Here is a view of the full timeline of Trinity, as created in the tool. It was up to me to organize the timeline, obviously, and a bit of twiddling to understand which field caused effects on the timeline, and my arithmetic is still off as different racial timelines relate to each other...but this is clean, professional and what's going on should be clear to a casual observer.



Here is an article about one of the 33 "New Gods" of Trinity, Kylie of Spirit. She is a "character" so there is a specific place to put her picture, and a spot for a picture footnote below.
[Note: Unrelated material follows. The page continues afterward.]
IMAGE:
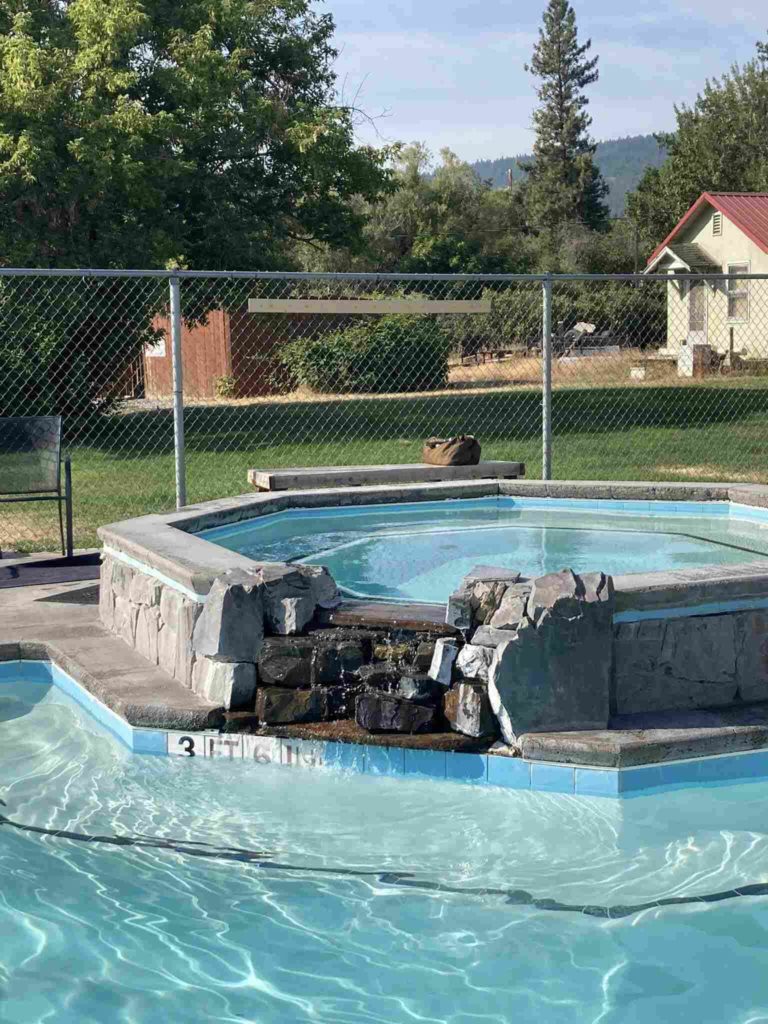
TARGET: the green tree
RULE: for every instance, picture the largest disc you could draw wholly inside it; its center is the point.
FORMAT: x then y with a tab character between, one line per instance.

It does NOT provide the Artist info automatically, in this view.



Here is an article about a specific geological feature inside the main city of my new campaign: There is lots of text, but of interest here is that it does provide the artist name at the bottom, with a link to their site, and on the right, some info of how this fits into the world. (Significant additional text is below, just not shown.)


About the Art

The logo at the top of this article is the icon/logo for World Anvil itself.

Both pieces of art, immediately above, are from collaboration with my friend Ricki, who is a wonderful artist. She will be featured prominently on the World Anvil site as I go forward. She has been fantastic at taking a few descriptive words and creating images that exceed my expectations.